Sweden – known for its excellent health care and social welfare programs, home of the Right Livelihood Award and Ingmar Berman, was a major and pretty vicious imperial power from the thirteenth through the eighteenth centuries.  Swedish crusaders invaded Finland on their way to Russia, and for four centuries frequently battled Russia, and sometimes Poland and Denmark as well, for control over Finland and other parts of the Baltic.  Sweden moved settlers into southern and western Finland, and the kings gave land grants to their allies in Finland’s coastal areas, thus creating a Swedish-speaking Finnish elite.

The Swedish empire lost big during the Napoleonic wars, and Sweden ceded Finland to Russia, which controlled it until Lenin recognized Finland’s independence in December 1917.  The Russian general strike and attempted socialist revolution of 1905 had a counterpart in Finland.  Some Finnish socialists made their way to the U.S. in the aftermath of that revolution, as did some Russian Jewish socialists.  Others fled to escape increasing conscription into the Tsar’s army – the same threat which brought my grandfather to this country.

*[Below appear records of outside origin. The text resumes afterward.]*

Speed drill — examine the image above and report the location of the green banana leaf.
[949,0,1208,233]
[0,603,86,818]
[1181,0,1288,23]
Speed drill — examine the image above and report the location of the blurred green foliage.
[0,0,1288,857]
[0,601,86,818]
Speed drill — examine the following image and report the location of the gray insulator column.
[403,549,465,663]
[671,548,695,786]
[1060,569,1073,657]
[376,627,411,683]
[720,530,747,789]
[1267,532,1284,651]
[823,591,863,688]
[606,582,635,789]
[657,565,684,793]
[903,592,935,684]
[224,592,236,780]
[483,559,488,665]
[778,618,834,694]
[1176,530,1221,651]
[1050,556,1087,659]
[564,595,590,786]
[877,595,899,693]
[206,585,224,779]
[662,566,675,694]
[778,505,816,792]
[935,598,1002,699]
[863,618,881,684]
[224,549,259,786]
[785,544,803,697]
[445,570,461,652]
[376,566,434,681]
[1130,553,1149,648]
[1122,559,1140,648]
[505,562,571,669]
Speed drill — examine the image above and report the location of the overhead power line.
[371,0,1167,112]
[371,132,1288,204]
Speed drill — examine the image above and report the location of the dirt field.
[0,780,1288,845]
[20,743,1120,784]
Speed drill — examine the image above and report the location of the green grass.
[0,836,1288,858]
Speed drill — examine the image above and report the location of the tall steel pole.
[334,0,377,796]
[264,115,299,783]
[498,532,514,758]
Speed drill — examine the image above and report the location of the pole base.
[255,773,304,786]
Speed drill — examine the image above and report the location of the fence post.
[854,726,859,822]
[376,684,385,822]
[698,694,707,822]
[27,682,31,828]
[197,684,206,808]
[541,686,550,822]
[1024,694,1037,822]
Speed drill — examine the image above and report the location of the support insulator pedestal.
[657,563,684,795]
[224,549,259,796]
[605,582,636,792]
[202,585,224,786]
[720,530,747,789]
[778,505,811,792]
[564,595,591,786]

In 1906, the Tsar implemented some reforms in efforts to forestall future uprisings.  One of those established the Finnish national Parliament and the Finns insisted that it be elected through universal suffrage, making it the second country (after New Zealand) to give women the right to vote.

The period between 1870 and 1930 is known as the “Great Migration” of Finns to North America.  They concentrated in the upper Midwest, especially Michigan, where they currently constitute 16% of the population of the Upper Peninsula.  There’s a television show broadcast there called “Finland Calling.”

Many became mineworkers and steelworkers, and they were heavily organized by the Industrial Workers of the World (IWW).  When 160 IWW activists, including Wobbly leader Big Bill Haywood were arrested and charged with treason during World War I, five of the defendants were Finns.

The Finnish Socialist Federation (FSF) affiliated with the Socialist Party in 1908, at which time they made up 12% of the Party’s members nationwide.  In 1922, the FSF (later the Finnish Workers Federation) changed its allegiance to the Communist Party, which was then called the Workers’ Party.

The U.S. government, at the deportation trial of labor organizer John Swan, introduced the argument that Finns were actually related to Mongolians, therefore were subject to the Asian Exclusion Act.

After the Russian Revolution, about 10,000 “Red Finns” left the United States and Canada to settle in Finnish areas of the Soviet Union.

Not actually Berkeley - it's Butte, Montana
courtesy drbutoni
In the first half of the twentieth century, the West Berkeley area around University and San Pablo was known as Finntown. There never were really that many Finns there – only about 650 at its peak, but they built institutions including the Finnish Hall at Tenth and Addison, where we used to hold various radical meetings in the 1980s.  Finns also started the Berkeley Consumers’ Cooperative Stores, which when I moved to Berkeley in 1980 had four massive stores (down from a high of twelve) – groceries at Shattuck and Cedar (now Andronico’s), Ashby and Telegraph (now Whole Foods), University and California (now vacant, after sojourns as Living Foods and I can't remember what other chain) and a hardware store on University.

Famous Finnish Americans include actors Matt Damon and Christine Lahti (whose grandmother, Augusta Lahti, was an early American feminist), Clan of the Cave Bear author Jean Auel, and Dr. Amy Kaukonen, who in 1921 became the first woman elected mayor of an Ohio town (Fairport).